A facilidade que Mallu tem de conseguir exprimir seus sentimentos nas letras, colocando-as diretamente em palavras de fácil entendimento pode, inclusive, assustar. “Velha e Louca” não foi escolhida para ser o primeiro single do disco por puro acaso. Nesta canção, Mallu Magalhães demonstra em frases como “pode falar que eu não ligo / agora amigo / eu to em outra“ ou “pode falar que eu nem ligo / agora eu sigo o meu nariz” a afirmação de entrada em uma nova fase, desquite por críticas vazias, e inclui até a sua paixão pela moda.

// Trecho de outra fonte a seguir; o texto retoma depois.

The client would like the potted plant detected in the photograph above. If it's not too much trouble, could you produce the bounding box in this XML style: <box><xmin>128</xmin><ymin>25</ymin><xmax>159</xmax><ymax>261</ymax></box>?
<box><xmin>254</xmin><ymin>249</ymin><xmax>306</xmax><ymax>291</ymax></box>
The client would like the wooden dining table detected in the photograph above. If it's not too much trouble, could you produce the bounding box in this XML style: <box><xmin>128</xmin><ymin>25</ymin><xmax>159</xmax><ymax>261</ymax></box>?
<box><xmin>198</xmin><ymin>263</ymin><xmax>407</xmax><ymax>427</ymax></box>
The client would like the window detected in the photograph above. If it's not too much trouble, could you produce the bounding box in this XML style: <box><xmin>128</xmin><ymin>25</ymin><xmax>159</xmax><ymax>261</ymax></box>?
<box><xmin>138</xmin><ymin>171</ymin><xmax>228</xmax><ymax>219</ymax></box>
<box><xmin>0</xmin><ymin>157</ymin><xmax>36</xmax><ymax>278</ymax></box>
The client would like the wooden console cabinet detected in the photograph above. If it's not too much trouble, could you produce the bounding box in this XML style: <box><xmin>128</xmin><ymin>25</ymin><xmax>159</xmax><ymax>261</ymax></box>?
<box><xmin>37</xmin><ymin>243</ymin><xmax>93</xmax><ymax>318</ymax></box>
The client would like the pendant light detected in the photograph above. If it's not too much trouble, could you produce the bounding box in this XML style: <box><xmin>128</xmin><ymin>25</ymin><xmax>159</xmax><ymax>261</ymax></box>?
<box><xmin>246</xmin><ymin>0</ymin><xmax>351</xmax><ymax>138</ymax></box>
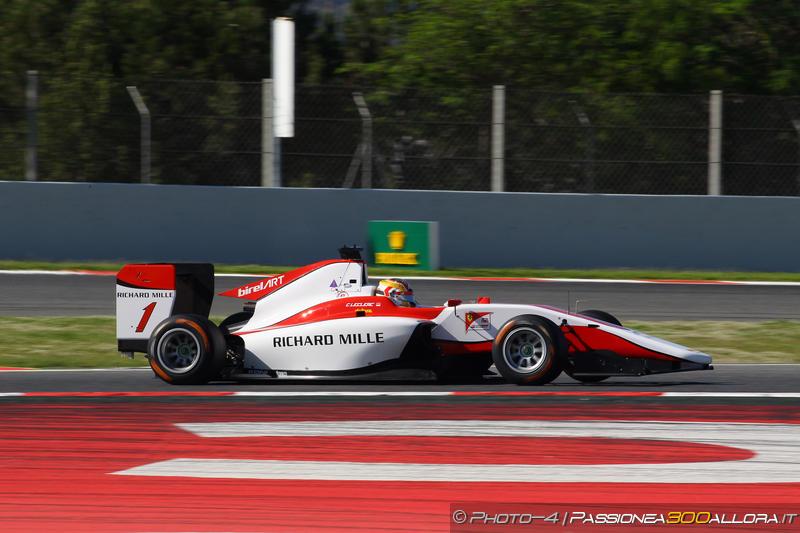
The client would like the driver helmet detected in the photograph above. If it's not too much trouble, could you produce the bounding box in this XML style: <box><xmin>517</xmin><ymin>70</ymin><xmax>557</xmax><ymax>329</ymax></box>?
<box><xmin>376</xmin><ymin>278</ymin><xmax>416</xmax><ymax>307</ymax></box>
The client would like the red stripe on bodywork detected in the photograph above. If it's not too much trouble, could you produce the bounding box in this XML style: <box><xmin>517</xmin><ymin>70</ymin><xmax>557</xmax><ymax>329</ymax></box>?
<box><xmin>237</xmin><ymin>296</ymin><xmax>444</xmax><ymax>335</ymax></box>
<box><xmin>116</xmin><ymin>264</ymin><xmax>175</xmax><ymax>290</ymax></box>
<box><xmin>563</xmin><ymin>325</ymin><xmax>678</xmax><ymax>361</ymax></box>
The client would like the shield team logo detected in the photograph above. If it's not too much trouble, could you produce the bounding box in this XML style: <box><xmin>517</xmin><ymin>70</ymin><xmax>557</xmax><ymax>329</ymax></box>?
<box><xmin>464</xmin><ymin>311</ymin><xmax>492</xmax><ymax>332</ymax></box>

Esta também é a canção que mais se aproxima do clima e arranjos de Toque Dela, o que marca a participação maior de Marcelo Camelo, junto com “Baby, I’m Sure”, faixa que Camelo empresta sua voz para o backing vocal do refrão. A influencia do namorado também é facilmente impressa nas letras do álbum – quando não totalmente diretas. Duas faixas do disco se referem a alguém como Moreno (“Youhuhu” e “Olha só, Moreno”), assim como Marcelo sempre se refere à sua musa como Morena – fora o fato de algumas melodias vocais se embrenharem no jeito espaçado que Camelo gosta de cantar. O tempo curto das músicas, os timbres intimistas e a preocupação em deixar as canções mais objetivas, nem que isto custe um refrão ou base, também é marca que seu namorado soube impor.

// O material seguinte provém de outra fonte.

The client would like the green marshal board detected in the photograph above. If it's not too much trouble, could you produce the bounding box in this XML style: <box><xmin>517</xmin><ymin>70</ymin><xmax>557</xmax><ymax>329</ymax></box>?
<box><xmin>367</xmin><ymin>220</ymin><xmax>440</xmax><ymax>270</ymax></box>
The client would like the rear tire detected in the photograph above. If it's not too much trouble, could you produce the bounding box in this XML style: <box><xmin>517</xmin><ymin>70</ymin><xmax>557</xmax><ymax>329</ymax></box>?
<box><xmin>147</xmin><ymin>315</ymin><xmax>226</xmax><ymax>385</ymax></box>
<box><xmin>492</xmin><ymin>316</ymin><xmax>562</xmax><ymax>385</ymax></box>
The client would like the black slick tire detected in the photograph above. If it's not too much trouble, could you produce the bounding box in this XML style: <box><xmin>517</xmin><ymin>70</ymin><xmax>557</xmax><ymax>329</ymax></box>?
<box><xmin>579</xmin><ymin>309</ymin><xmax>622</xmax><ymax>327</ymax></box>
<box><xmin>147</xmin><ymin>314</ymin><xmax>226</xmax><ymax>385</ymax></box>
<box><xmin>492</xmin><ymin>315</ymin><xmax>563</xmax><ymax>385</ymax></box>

A ala samba do disco, apesar de ter timidamente duas canções, traz o memorável momento musical chamado “Sambinha Bom” e toda a sua importância dentro do contexto do álbum. Se a canção, tranquilamente o melhor momento de Pitanga, não for escolhida como single, assim como “Versinho Número 1” não foi no álbum passado, deixaremos de ver pela tevê o momento em que uma cantora jovem de folk sobe ao estandarte de mulher da MPB, marcando de vez a transição dentro da sua curta, porém vitoriosa carreira.
E é bem isso que esse álbum representa: a transição da jovem promessa para a mulher da música brasileira, que como poucos consegue se reinventar e mudar o pensamento das pessoas. O que preocupa é o tempo que esta transição está demorando – já vindo do álbum anterior – e quando ela vai se estabelecer. Dizer que é um álbum maduro ainda é precipitado, até porque o estilo das músicas acabou de ser modificado e sabe-se lá como irá influenciar as próximas canções, porém mostra um bom caminho e metas a serem seguidas.

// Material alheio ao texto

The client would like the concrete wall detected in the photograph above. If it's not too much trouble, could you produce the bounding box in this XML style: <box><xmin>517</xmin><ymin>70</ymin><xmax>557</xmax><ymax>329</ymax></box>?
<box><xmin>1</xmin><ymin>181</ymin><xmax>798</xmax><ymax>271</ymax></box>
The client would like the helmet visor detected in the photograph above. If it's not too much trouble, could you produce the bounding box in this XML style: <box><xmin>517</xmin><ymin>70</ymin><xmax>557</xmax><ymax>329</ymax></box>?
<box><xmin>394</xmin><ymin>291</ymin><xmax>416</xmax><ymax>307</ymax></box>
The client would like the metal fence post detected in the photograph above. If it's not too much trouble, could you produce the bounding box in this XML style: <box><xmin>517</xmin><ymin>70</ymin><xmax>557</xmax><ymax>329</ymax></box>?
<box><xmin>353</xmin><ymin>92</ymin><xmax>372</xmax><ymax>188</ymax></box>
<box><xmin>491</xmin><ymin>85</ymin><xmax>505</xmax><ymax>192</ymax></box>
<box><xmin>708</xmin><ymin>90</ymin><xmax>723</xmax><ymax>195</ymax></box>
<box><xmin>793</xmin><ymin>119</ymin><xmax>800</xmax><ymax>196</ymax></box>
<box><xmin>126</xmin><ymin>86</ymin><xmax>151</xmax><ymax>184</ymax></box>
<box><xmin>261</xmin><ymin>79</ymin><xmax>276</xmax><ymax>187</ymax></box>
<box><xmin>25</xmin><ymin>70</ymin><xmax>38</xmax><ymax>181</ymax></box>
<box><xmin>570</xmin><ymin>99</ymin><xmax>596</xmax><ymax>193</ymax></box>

Pode parecer aquela história que até hoje sombreia o Live Through This, segundo disco da banda americana Hole, liderada por Courtney Love e composto enquanto ela ainda era casada com Kurt Cobain, gênio que um dia liderou o Nirvana. Ali, dizem que Kurt deu a voz (oficialmente), o caminho, guitarras e até composições para que Courtney fizesse um álbum que marcasse a banda e abrisse um novo caminho pela frente (em seguida a banda lançou Celebrity Skin e explodiu no mundo). Se os ventos fortes da inspiração baterem na janela daquele prédio da Zona Sul carioca, deveremos ouvir um novo Cê, um novo 4, ou melhor, um histórico disco da Mallu Magalhães em alguns anos.